Leganés, Iztapalapa and the Bronx: coronavirus and inequality in the global city
Posted on
June 18, 2020
By: Mariana Lazo, MD, PHD, SCM
Usama Bilal, PhD, MPH, MD
Manuel Franco
Lea la versión en español, publicada en el diario El País, aquí.
The nearly seven million people who live in the Madrid metropolitan area and 19 million and 21 million in the case of New York and Mexico City respectively place these cities as spotlights of work, training, entertainment, and great movement of people. During the last century, these cities have been a focus of attraction for migrants: Europeans and Latinos to New York, rural peasants to Mexico City, and Andalusian and Extremaduran workers to Madrid, who have been displaced by job opportunities and the search for a better life. However, the contemporary global city is also characterized by an enormous social and spatial segregation that determines the growing inequalities in health.
In Leganés, about 10 kilometers southwest of the center of Madrid, there are almost 200,000 working-class people who have settled there since the 1960s. Iztapalapa is one of the 16 delegations in the former Federal District of Mexico where 1 8 million people who move to other parts of the city every day to work in small peseros where overcrowding is the norm and not the exception. The Bronx is one of five boroughs, north of New York City, with 1.4 million people and a long history of segregation and racial discrimination.
"The effects of the virus are unevenly distributed following a clear social gradient of the disease according to which the most disadvantaged populations are the most affected group."
Even thought at the beginning of the epidemic it was stated that the coronavirus "affects us all equally", the scientific evidence flatly denies this claim. The coronavirus does know of social classes and neighborhoods. The effects of the virus are unevenly distributed following a clear social gradient of the disease according to which the most disadvantaged populations are the most affected group. The social gradient of coronavirus transmission and its consequences is determined by factors such as the type of work, the type and use of housing, and the health status of the populations. These factors and the urban dynamics of global cities are the same in Madrid, Mexico City, and New York.

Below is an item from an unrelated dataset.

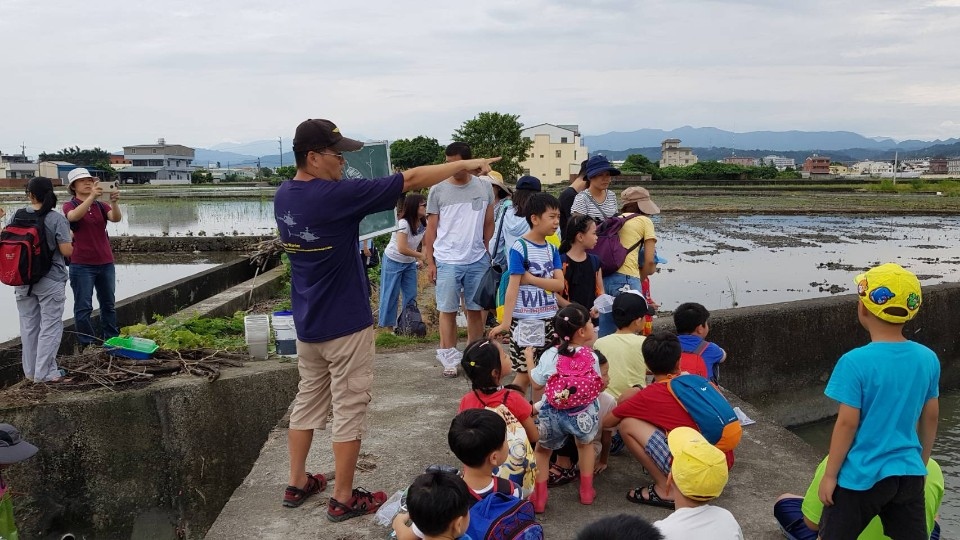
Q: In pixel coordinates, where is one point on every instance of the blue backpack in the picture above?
(714, 416)
(503, 517)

In the case of coronavirus, the inequalities and the social gradient are the result of large differences in exposure to risk factors for COVID-19 infection that cover different spheres of urban life. The population of the most disadvantaged neighborhoods often have jobs considered essential and necessary for the daily life of the entire population which entail greater contact with the public and do not allow teleworking. These populations generally reside in the periphery and have a long journey by public transport to get to their place of work. The characteristics of the housing of this population are very precarious and full of deficiencies, ranging from overcrowding to a lack of running water in extreme cases such as that of Iztapalapa.

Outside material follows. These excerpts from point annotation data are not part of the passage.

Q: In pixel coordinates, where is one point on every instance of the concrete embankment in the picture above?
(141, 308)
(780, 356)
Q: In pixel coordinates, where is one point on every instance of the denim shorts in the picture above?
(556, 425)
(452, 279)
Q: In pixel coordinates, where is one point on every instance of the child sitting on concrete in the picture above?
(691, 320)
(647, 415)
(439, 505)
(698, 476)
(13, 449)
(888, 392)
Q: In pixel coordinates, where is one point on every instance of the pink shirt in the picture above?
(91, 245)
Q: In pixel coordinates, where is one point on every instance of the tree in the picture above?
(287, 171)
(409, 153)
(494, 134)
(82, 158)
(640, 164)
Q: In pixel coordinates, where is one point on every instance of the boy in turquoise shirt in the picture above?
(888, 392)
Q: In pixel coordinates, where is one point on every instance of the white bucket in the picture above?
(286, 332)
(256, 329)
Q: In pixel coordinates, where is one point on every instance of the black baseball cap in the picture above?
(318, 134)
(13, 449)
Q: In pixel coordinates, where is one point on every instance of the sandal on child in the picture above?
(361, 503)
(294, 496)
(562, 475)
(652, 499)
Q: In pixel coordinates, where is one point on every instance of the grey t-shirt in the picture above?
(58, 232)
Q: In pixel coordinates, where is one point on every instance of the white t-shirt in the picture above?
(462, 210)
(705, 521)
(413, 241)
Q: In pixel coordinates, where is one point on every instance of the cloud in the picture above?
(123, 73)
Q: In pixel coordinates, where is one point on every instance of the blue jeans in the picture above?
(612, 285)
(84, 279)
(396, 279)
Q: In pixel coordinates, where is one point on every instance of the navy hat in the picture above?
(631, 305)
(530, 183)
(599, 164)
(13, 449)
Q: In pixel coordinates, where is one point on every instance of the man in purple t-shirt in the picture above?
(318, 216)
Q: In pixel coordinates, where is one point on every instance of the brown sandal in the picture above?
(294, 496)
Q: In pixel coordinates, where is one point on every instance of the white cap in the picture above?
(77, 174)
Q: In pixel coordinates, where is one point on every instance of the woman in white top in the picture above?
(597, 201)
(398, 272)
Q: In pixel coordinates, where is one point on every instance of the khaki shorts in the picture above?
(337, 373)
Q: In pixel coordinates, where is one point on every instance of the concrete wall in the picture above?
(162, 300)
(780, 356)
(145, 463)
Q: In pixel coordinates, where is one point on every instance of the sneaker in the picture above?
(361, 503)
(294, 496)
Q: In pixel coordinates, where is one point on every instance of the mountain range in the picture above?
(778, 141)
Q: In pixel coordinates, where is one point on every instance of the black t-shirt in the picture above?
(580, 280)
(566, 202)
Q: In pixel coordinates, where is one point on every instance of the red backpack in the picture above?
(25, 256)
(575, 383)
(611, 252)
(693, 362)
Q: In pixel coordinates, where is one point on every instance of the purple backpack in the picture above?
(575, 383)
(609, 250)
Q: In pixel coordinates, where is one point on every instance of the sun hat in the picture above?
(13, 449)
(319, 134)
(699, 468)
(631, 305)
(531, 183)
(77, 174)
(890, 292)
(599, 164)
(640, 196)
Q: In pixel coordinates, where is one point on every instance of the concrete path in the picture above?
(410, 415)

Coupled with increased exposure to the coronavirus, even before an infection, the probability of suffering severe symptoms, hospitalization, and death is closely related to the presence of other diseases, such as cardiovascular co-morbidities, respiratory, diabetes and hypertension. We know that the prevalence of all these diseases is directly related to the social class and the neighborhood where one lives. Increased availability of junk food, higher unemployment rates, and higher rates of environmental pollution can lead to a shorter life expectancy in these more disadvantaged neighborhoods. The pandemic is accentuating these inequalities and bringing them to light for those who lived far away from them. Knowing and acting on urban inequalities during COVID-19 is unavoidable and urgent for social justice because these inequalities are preventable and because it is necessary to cover all of our populations in order to control of the pandemic. Given the situation of inequality in the face of exposure and vulnerability to the coronavirus in our cities, we must ask ourselves what to do. What would be the actions at the local, national, and international levels that allow the population of areas such as Leganés, Iztapalapa, and the Bronx prepare and protect itself against the coronavirus and its consequences?

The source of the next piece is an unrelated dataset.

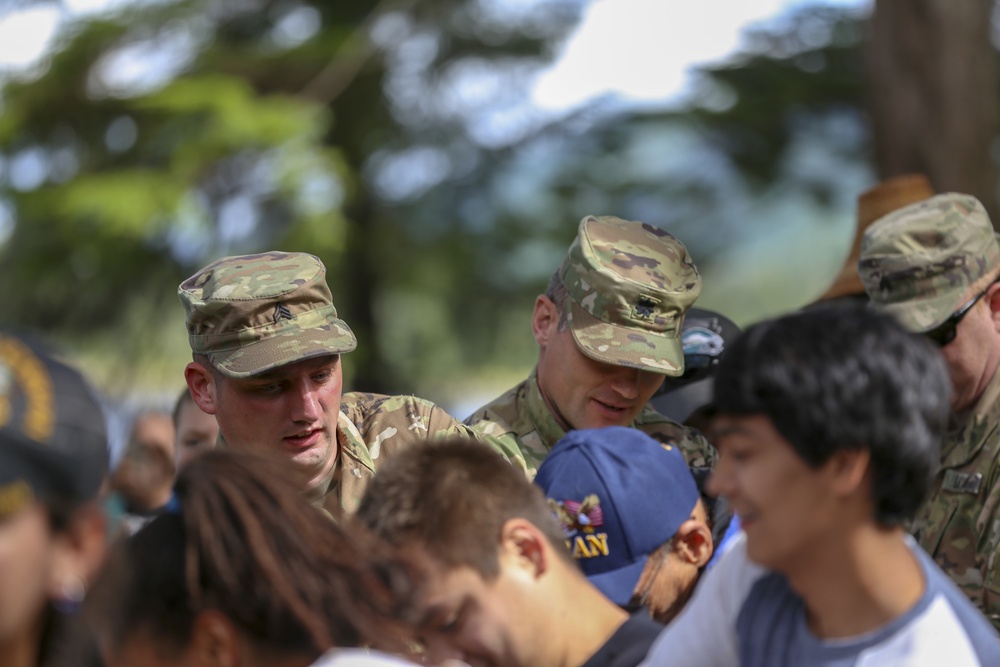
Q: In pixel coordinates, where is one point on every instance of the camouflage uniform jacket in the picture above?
(959, 524)
(526, 430)
(373, 428)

"To decrease coronavirus exposure, we must first improve the working conditions of essential workers and urban displacement, as well as increase the possibility of teleworking."
Focusing on urban inequalities during the COVID-19 pandemic would allow organizing, in number and type, epidemiological surveillance services and health and social services, prioritizing the most vulnerable areas to improve control of the epidemic and de-escalation phases. Knowing which areas of our cities are most affected by COVID-19 will allow us to actively search for cases, for their early isolation. To decrease coronavirus exposure, we must first improve the working conditions of essential workers and urban displacement, as well as increase the possibility of teleworking. Second, we must improve the housing conditions of disadvantaged neighborhoods. To reduce vulnerability in the state of health to contagion, preventive, and community health reinforcement from primary care systems is essential. The measures necessary to tackle the social crisis of inequality and the pandemic, therefore, are the same: public health policies and social policies. An intersectoral and coordinated work that already has examples even within Spain in autonomous communities such as Asturias that are perhaps less affected compared to larger cities.
The coronavirus crisis has exposed the global structural, economic, and social determinants of health in a city, a country. The countries and the cities that are better equipped and prepared in public services like health and public transport, as well as better working and housing conditions, will come out better and before this crisis. The pandemic and its associated economic crisis require a clear focus on equity and international collaboration between researchers and public health technicians so that it does not become yet another factor that increases the already alarming inequalities in health.